Amer Sports has adopted the new IFRS 15 standard ‘Revenue from Contracts with Customers’ as of January 1, 2018. As a result of the adoption, Amer Sports has restated the 2017 figures by using the full retrospective method.

The main impacts of the restatement due to the adoption of IFRS 15 are:

  • increase of €24.1 million in net sales for the year 2017
  • decrease of €0.5 million in EBIT for the year 2017
  • decrease of €0.4 million in net profit for the year 2017
  • decrease of €2.1 million in total assets as of December 31, 2017
  • increase of €0.5 million in current liabilities as of December 31, 2017
  • decrease of €2.2 million as an accumulated restatement in retained earnings as of January 1, 2017, including the impact of the harmonization of the accounting principles

The impact of IFRS 15 on the quarterly consolidated income statements, statements of comprehensive income, balance sheets and cash flow statements as well as net sales per operating segments, geographic breakdown of net sales and EBIT excluding items affecting comparability by operating segment are disclosed in the attachment.

The restated financial information is unaudited.

IFRS 15 Revenue from Contracts with Customers: The new standard outlines the accounting requirements for when and how much to recognize revenue from the sale of goods and rendering of services based on a new five-step framework. Revenue is recognized at an amount that reflects the consideration to which the entity expects to be entitled in exchange for transferring promised goods or services to a customer when the control transfers to the customer either over time or at a point in time. IFRS 15 replaces the revenue standards and interpretations including e.g. IAS 11 Construction contracts, IAS 18 Revenue and IFRIC 13 Customer Loyalty Programs. Amer Sports has adopted the standard using the full retrospective approach. The accumulated effect of the retrospective application is recognized by adjusting the opening balance of the retained earnings for the earliest comparative period presented, which for Amer Sports is the financial period beginning on January 1, 2017. The key impacts arising from the adoption of the new standard are described below.

(I) Principal versus agent consideration
Amer Sports provides freight services in all the company’s operating segments and installation services in the company’s Fitness segment. Previously the revenue from both the freight and installation services have been netted against the related expenses.

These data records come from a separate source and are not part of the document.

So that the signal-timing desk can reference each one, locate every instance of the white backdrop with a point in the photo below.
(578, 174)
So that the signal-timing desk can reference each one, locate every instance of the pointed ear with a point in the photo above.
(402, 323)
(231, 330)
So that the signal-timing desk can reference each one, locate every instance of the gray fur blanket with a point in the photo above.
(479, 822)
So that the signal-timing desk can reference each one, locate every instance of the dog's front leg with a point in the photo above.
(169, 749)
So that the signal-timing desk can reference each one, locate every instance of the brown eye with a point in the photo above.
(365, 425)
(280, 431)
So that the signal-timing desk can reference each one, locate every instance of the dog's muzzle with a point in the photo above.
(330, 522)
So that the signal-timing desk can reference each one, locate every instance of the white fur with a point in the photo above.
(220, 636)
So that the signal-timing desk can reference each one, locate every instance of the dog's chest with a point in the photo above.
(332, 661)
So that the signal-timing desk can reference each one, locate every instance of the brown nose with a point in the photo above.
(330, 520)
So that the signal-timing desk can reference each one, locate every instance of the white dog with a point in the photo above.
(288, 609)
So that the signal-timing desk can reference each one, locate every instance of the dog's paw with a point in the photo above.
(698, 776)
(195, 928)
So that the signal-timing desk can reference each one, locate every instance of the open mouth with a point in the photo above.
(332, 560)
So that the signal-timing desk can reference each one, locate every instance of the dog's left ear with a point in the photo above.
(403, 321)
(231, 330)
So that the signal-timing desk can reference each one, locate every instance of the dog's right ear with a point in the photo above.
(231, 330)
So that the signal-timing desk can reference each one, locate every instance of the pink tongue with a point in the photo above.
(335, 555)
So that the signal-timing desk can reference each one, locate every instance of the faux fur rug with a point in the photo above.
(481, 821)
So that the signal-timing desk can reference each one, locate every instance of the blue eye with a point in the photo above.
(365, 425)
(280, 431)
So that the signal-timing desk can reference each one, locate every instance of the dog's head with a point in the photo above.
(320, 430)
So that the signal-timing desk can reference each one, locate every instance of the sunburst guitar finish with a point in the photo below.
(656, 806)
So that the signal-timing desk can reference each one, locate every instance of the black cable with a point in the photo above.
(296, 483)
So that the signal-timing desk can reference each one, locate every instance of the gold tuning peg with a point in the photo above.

As Amer Sports has the primary responsibility of providing the freight and/or installation service towards the customer, choosing the pricing of the service and using third party service providers only to deliver the services, Amer Sports acts as a principal. As a result, both freight and installation revenue, as well as the related expenses, are recognized as gross amounts. This leads to increased net sales fully offset by increased cost of goods sold leaving no impact on EBIT.

(II) Transfer of control
As a result of more detailed requirements from IFRS 15 with respect to the transfer of control, Amer Sports has harmonized and sharpened its accounting principles and practices. The impact of this harmonization in the consolidated financial statement was not material in 2017.

(III) Other IFRS 15 areas
The other identified IFRS 15 areas that are applicable to Amer Sports business are trade discounts, customer sales with right of return, customer loyalty campaigns, gift card breakage and extended payment terms. The impact of these adjustments on the consolidated income statement was not material in 2017.